A prominent rental activist is tomorrow going to tell a House of Lords committee about the need to regulate letting agents.
Conor O’Shea – policy and public affairs manager at the Generation Rent group – is giving evidence to the House of Lords Industry and Regulators Committee’s inquiry into the regulation of property agents.
This is tomorrow, beginning at 10.30am.
The inquiry will examine the current approach to regulation of property agents in the residential sector, and in particular whether there should be a new regulator of property agents.
O’Shea will be followed by Sebastian O’Kelly, the respected chief executive of the Leasehold Knowledge Partnership.
The committee is chaired by veteran Labour peer Baroness Taylor of Bolton who, as Ann Taylor, served for four years in the Cabinet in the first Blair government starting in 1997.
The committee says possible questions to their pair will include what are the key challenges facing tenants when dealing with letting agents?
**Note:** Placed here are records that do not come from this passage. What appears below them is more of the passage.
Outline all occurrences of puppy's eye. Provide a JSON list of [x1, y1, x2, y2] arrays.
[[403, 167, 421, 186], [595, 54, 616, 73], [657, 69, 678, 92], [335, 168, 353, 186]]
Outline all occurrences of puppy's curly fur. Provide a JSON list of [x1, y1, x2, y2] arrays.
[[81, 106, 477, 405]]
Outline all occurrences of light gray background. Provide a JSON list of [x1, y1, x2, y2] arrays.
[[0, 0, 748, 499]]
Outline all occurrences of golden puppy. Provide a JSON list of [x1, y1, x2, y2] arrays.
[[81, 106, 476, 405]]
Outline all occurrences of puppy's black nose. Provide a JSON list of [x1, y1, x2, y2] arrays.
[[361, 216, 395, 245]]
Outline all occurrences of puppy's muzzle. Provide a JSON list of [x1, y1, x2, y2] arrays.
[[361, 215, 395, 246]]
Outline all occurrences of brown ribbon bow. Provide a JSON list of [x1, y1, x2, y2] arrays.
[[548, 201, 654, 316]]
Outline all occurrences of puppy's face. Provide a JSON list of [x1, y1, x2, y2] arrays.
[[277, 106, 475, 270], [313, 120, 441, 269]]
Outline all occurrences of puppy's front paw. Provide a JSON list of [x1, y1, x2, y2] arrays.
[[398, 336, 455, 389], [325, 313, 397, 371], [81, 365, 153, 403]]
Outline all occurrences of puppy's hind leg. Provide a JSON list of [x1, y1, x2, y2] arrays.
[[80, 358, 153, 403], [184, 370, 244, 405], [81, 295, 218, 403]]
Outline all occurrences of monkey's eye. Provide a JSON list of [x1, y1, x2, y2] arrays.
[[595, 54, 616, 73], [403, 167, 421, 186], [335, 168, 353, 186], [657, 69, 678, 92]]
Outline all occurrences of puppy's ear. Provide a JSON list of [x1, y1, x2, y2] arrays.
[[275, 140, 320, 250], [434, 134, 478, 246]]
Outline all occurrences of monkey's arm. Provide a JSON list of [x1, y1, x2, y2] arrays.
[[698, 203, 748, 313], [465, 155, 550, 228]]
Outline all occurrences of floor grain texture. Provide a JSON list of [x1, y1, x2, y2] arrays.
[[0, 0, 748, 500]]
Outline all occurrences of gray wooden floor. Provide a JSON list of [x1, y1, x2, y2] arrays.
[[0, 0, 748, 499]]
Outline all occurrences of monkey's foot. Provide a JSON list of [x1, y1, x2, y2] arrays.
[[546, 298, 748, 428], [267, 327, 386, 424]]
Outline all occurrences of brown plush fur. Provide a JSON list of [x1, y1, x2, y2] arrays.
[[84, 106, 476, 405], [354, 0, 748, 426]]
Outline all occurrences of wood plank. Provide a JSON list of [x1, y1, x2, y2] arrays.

And how easy is it currently for tenants and leaseholders to complain about property agents? And would a regulator of property agents be able to deal with the challenges tenants and leaseholders face with property agents? And would you support a code of practice that agents would have to sign up to as a condition of their license to practice?
Back in 2019 the Working Group on the Regulation of Property Agents, which was established by the government, recommended the establishment of a new independent regulator in the sector. However, the government has not yet responded to this proposal.